La guerre en Ukraine, nouveau casse-tête des banquiers centraux en vue d'une normalisation monétaire? Alors que Christine Lagarde a surpris le marché ce jeudi en adoptant un biais moins accommodant que celui auquel s'attendaient les observateurs, l'économiste Europe de DWS Ulrike Kastens estime qu'il 'agit d'une "bonne nouvelle". "Malgré les incertitudes économiques causées par la guerre en Ukraine, la BCE est prête à mettre fin à son programme d'achat d'actifs [l'APP, NDLR] au 3e trimestre 2022. Ce faisant, elle fait clairement un pas vers la normalisation de la politique monétaire, tout en se gardant une porte de sortie ouverte" estime-t-il.

La Banque centrale européenne a de fait précisé que si les conditions de financement se détériorent et que les perspectives d'inflation évoluent de telle sorte que l'objectif d'inflation ne sera pas atteint, elle reconsidérerait le volume des achats d'actifs en termes de taille et/ou de durée. "De cette façon, elle garde toutes les options ouvertes" commente Ulrike Kastens.

"Contrairement à ce que la Fed a prévu, des hausses rapides et brutales des taux d'intérêt ne sont toutefois pas prévues. La présidente de la BCE a expressément souligné que les hausses de taux d'intérêt ne devraient également être que progressives" ajoute-t-il.
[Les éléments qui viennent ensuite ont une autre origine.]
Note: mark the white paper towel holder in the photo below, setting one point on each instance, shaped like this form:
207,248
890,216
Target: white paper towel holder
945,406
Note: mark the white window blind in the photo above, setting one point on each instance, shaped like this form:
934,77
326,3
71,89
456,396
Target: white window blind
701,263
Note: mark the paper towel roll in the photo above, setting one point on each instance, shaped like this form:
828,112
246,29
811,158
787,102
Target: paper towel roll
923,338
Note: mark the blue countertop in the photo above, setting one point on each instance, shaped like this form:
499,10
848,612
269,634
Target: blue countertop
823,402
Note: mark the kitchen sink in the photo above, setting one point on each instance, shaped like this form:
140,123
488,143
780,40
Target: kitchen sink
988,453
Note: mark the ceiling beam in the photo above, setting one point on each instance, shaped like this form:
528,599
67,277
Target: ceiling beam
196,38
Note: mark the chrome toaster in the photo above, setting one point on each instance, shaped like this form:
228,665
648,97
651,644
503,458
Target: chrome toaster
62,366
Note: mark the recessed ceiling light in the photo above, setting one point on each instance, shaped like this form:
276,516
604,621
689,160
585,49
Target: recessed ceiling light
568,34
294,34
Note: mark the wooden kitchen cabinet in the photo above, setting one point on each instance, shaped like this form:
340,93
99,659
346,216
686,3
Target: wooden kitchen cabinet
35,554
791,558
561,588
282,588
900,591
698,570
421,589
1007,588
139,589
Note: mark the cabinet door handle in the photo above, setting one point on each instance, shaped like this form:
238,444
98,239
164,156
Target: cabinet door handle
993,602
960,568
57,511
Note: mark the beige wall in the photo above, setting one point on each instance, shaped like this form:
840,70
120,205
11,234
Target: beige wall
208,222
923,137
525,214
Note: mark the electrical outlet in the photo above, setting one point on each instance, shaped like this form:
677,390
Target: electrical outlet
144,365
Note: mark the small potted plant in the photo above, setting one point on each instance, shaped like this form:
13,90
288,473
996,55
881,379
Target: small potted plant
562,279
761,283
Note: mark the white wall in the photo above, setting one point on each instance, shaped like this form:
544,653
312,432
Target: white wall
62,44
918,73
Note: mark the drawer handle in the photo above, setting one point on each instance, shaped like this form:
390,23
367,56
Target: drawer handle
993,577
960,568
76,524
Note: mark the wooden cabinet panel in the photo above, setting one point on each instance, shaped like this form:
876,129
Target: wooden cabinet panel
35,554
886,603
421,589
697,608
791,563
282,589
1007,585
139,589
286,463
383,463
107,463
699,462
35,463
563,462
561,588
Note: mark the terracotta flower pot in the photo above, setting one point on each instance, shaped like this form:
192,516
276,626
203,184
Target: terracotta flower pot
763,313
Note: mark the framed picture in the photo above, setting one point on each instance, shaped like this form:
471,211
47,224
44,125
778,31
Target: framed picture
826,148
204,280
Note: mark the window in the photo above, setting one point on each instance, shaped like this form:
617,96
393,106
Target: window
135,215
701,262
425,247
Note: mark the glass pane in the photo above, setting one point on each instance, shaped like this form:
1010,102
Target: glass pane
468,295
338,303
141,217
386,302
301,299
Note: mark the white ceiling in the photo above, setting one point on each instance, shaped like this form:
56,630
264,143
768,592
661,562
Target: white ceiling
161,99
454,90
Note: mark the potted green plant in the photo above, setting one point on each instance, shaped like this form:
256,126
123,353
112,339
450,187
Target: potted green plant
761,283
Une inflation qui s'emballe

Selon les dernières projections, la BCE prévoit un taux d'inflation de 5,1 % pour 2022 - un chiffre sensiblement rehaussé ce jeudi par rapport à l'estimation précédente (+3,2%) même si l'on peut selon l'expert "encore se demander si toutes les hausses de prix de l'énergie et des autres matières premières ont déjà été prises en compte". Il y aura en outre "des accords salariaux plus élevés à moyen terme et des dépenses publiques plus importantes, également au niveau de l'UE avec un éventuel nouveau fonds pour le financement commun des dépenses de défense et d'énergie" prédit-il. "Dans ce contexte, il semble douteux que la BCE puisse maintenir la perspective d'une augmentation seulement progressive des taux d'intérêt", scénario privilégié à ce stade par l'autorité monétaire européenne.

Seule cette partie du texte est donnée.